As it turned out we had only been a few kilometres short of tunnel creek, so we had needlessly turned back. All the information on Tunnel Creek advises the need for a powerful flashlight. I had read this to Paul several times, and he had seemingly taken it on board, stating I could use the powerful blue flashlight kept in the car, and he’d use his headlamp. Upon leaving the car, I verbally confirmed that Paul had picked up the required torches, but neglected to visually confirm. We arrived at the entrance to Tunnel Creek where Paul donned his headlamp and passed me my flashlight, not the powerful blue flashlight from the car, but a tiny thing, the likes of which one would expect to find in a Christmas cracker.
Never mind, we ventured forth with what we had. Paul’s headlamp was adequate, my Christmas Cracker flashlight left a lot to be desired. It barely lit the area of my immediate foot fall, but didn’t have the power to light up the way ahead. More importantly, it didn’t light up the gorgeous, grand, cavernous surrounds that Tunnel Creek is famous for, and what we’d come to see.
After a bit of rock scramble to get passed the entrance of the tunnel the walking was relatively easy, although we did have to wade through several areas of almost knee deep water.
It took around an hour to get to the other end where we sat with several other people enjoying the tranquility of the creek gently flowing back the way we’d come.

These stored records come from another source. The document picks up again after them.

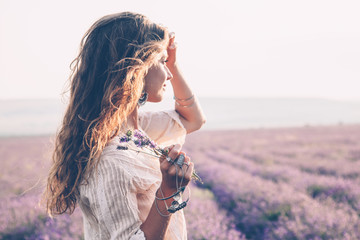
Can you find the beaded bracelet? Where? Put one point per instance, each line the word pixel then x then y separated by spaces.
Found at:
pixel 183 100
pixel 190 105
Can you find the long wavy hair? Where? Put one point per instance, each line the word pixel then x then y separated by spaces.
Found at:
pixel 106 83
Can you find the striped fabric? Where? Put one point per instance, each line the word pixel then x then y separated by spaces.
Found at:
pixel 118 195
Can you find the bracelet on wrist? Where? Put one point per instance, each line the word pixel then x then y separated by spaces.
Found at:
pixel 184 100
pixel 180 105
pixel 175 205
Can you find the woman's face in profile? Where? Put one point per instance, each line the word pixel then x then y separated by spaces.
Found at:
pixel 155 80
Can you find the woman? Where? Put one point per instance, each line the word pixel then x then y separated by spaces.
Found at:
pixel 124 59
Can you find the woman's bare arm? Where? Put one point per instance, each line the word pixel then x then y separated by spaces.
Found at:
pixel 186 104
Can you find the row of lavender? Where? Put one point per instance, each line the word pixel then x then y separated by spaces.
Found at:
pixel 24 166
pixel 22 218
pixel 285 184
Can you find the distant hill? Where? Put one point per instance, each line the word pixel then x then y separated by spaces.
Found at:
pixel 43 116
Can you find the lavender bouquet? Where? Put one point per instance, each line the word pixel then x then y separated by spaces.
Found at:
pixel 143 142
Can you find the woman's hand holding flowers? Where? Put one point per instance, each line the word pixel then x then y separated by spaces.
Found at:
pixel 173 174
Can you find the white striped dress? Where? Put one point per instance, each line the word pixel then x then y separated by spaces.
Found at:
pixel 118 196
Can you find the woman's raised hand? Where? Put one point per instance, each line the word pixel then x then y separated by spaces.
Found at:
pixel 174 173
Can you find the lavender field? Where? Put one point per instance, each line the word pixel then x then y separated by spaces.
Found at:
pixel 293 183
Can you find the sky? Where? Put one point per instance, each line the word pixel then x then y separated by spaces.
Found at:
pixel 280 48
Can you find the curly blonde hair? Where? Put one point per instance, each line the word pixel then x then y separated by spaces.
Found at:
pixel 106 83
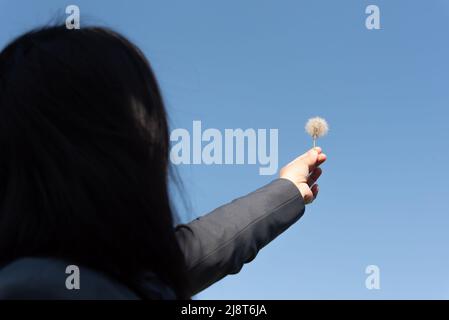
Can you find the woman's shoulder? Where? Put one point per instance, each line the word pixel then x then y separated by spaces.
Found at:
pixel 50 278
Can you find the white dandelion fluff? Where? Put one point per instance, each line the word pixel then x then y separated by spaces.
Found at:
pixel 316 127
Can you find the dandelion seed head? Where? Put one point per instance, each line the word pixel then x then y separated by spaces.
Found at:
pixel 317 127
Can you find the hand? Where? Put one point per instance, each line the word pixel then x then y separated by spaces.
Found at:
pixel 304 171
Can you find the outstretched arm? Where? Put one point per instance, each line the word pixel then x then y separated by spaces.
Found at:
pixel 221 242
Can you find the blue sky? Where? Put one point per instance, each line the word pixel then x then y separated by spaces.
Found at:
pixel 273 64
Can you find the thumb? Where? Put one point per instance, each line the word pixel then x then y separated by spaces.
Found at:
pixel 311 157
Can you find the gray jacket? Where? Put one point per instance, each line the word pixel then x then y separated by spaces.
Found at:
pixel 214 245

We then swapped lights and retraced our footsteps. On the return walk, with the use of a brighter light I managed to see the intricate rocks and stalactite formations that makes this place famous. It was truly gorgeous.

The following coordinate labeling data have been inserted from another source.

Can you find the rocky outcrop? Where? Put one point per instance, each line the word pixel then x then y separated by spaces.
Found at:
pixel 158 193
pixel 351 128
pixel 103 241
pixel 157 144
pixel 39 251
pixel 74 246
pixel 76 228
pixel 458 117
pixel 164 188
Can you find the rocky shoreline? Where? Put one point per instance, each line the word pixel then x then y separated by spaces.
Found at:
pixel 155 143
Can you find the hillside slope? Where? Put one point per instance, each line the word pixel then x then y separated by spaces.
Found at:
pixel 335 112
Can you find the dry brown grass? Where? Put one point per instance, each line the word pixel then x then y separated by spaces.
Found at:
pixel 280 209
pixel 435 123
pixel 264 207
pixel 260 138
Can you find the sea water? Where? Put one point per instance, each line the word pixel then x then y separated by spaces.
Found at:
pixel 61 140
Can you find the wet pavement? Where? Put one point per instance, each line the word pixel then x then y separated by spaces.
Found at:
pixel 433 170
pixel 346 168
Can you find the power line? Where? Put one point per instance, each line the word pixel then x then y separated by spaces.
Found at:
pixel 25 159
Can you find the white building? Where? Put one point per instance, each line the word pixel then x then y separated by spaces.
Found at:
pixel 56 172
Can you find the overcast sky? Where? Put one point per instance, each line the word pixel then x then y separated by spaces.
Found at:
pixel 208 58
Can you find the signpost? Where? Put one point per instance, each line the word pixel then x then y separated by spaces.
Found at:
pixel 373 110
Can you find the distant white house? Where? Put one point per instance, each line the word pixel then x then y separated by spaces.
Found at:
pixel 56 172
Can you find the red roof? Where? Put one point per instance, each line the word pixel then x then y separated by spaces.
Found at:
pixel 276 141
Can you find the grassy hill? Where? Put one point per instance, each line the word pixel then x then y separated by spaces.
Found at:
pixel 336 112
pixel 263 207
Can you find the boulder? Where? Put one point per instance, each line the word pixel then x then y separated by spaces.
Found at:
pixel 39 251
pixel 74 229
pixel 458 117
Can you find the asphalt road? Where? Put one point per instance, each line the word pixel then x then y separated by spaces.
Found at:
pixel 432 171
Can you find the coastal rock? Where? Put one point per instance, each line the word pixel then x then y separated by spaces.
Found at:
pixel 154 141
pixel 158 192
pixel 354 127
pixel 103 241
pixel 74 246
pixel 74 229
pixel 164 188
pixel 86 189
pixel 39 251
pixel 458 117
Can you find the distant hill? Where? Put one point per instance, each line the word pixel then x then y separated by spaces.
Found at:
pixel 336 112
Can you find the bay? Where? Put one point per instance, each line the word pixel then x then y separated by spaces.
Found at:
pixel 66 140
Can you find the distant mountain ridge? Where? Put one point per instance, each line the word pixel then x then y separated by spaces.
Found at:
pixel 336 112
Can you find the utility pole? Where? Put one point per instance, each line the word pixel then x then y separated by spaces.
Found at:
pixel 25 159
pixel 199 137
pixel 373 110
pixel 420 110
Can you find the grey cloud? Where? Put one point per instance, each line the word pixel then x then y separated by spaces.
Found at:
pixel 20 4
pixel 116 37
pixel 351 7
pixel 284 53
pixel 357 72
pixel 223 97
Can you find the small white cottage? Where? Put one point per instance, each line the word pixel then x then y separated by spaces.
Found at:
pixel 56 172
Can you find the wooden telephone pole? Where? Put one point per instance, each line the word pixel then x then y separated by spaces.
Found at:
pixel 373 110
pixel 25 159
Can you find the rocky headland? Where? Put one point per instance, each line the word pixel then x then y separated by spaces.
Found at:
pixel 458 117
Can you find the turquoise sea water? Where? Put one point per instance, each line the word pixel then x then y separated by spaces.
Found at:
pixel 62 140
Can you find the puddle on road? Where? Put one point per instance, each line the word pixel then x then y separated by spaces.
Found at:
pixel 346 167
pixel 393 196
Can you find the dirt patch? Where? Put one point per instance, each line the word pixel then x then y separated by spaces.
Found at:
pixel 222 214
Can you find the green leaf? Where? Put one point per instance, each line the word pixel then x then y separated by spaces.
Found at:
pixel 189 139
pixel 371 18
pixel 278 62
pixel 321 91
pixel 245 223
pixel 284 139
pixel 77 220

On return to our camp we set about gathering some firewood and enjoyed the delights of flickering flames to watch as well as the stars after the sun went down. There’s only so many hours though that flames and stars can keep one occupied. We were again in bed not much after 8pm, so another long night, and one that showed Paul’s air mattress clearly was punctured!
So – with days one and two completed, what we would do differently if we were doing it again:
1. We’d take heed of advice given, and postpone leaving Derby by a few hours in order to purchase a tarp for under the tent to prevent puncturing the air mattresses, (and a broom and dustpan).

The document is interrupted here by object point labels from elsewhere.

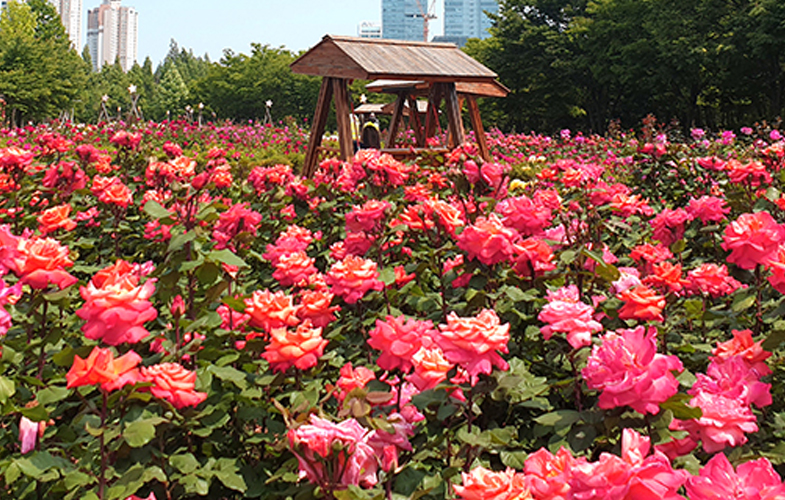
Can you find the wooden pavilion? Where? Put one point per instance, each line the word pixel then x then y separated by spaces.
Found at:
pixel 440 71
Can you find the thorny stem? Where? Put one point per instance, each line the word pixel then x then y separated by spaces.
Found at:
pixel 102 476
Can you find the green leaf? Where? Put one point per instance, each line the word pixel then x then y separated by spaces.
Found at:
pixel 180 240
pixel 139 433
pixel 195 484
pixel 229 374
pixel 514 459
pixel 184 463
pixel 387 276
pixel 52 394
pixel 678 405
pixel 156 211
pixel 774 340
pixel 232 480
pixel 226 256
pixel 742 303
pixel 7 389
pixel 559 419
pixel 37 413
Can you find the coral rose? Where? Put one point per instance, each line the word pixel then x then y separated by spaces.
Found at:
pixel 101 367
pixel 269 310
pixel 629 372
pixel 399 339
pixel 56 218
pixel 642 303
pixel 353 277
pixel 41 261
pixel 724 421
pixel 488 240
pixel 752 239
pixel 315 306
pixel 300 348
pixel 334 455
pixel 755 479
pixel 430 368
pixel 472 342
pixel 173 383
pixel 484 484
pixel 566 313
pixel 294 268
pixel 116 306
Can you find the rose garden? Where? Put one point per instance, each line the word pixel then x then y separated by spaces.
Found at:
pixel 584 317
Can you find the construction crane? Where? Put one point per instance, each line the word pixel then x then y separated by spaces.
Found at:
pixel 426 16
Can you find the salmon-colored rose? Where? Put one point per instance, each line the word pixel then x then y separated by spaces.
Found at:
pixel 116 194
pixel 173 383
pixel 315 307
pixel 56 218
pixel 270 310
pixel 473 342
pixel 41 261
pixel 116 306
pixel 488 240
pixel 641 303
pixel 352 277
pixel 484 484
pixel 430 368
pixel 301 348
pixel 752 239
pixel 294 268
pixel 101 367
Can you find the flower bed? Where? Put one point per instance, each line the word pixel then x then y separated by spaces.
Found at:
pixel 582 318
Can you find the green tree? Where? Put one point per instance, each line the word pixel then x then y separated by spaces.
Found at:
pixel 40 75
pixel 239 85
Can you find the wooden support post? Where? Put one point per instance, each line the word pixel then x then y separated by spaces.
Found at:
pixel 317 127
pixel 343 111
pixel 415 122
pixel 454 120
pixel 432 116
pixel 396 120
pixel 479 131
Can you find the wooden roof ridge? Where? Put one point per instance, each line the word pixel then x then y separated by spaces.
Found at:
pixel 385 41
pixel 374 59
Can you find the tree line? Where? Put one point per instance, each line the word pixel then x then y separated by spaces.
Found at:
pixel 588 64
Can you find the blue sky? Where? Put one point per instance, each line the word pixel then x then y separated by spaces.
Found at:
pixel 209 26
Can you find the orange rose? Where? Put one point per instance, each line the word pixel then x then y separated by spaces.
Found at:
pixel 484 484
pixel 430 368
pixel 173 383
pixel 56 218
pixel 301 348
pixel 101 367
pixel 117 194
pixel 352 277
pixel 473 342
pixel 271 310
pixel 315 306
pixel 642 303
pixel 40 261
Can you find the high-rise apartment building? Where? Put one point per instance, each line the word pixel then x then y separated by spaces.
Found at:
pixel 464 19
pixel 71 14
pixel 402 19
pixel 112 34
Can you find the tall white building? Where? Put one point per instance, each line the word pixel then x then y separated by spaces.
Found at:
pixel 369 29
pixel 71 14
pixel 112 34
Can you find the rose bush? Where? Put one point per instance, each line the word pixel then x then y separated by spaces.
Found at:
pixel 185 316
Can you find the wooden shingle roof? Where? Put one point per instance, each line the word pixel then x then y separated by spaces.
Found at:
pixel 375 59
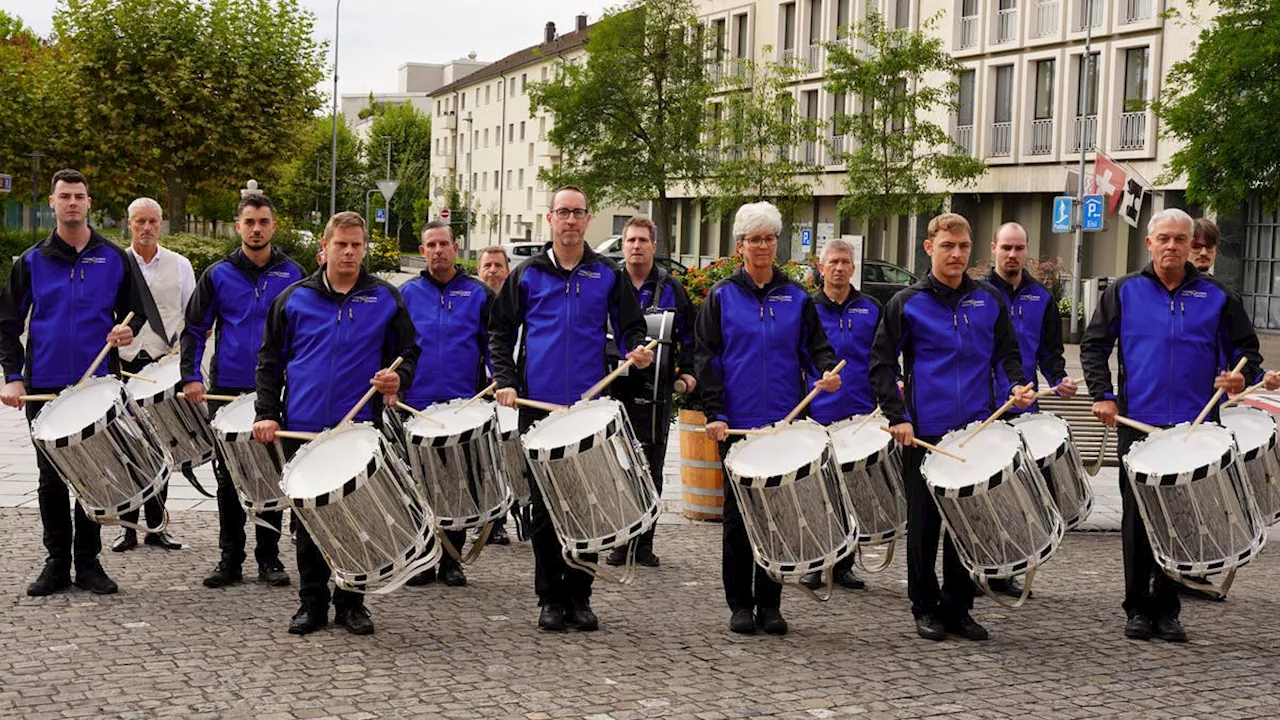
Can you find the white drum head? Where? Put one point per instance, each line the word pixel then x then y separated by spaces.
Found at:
pixel 1171 451
pixel 236 417
pixel 167 374
pixel 324 464
pixel 76 409
pixel 778 454
pixel 1043 433
pixel 851 447
pixel 566 428
pixel 987 454
pixel 1253 428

2. We could have comfortably done both the Gorge and Tunnel Creek in one day. There’s not a lot to do at the days end when sleeping in a tent in the outback, so the days need to be full and tiring so as early nights are appreciated, rather than something to endure. If we had delayed leaving Derby for a few hours and purchased the advised supplies we would have saved ourselves some minor grief later. We could have set up camp, had an early lunch, then set off for Tunnel Creek (with a better sense of direction), and we would have still had time to explore the gorge in the late afternoon. Saying that though, we still enjoyed it all.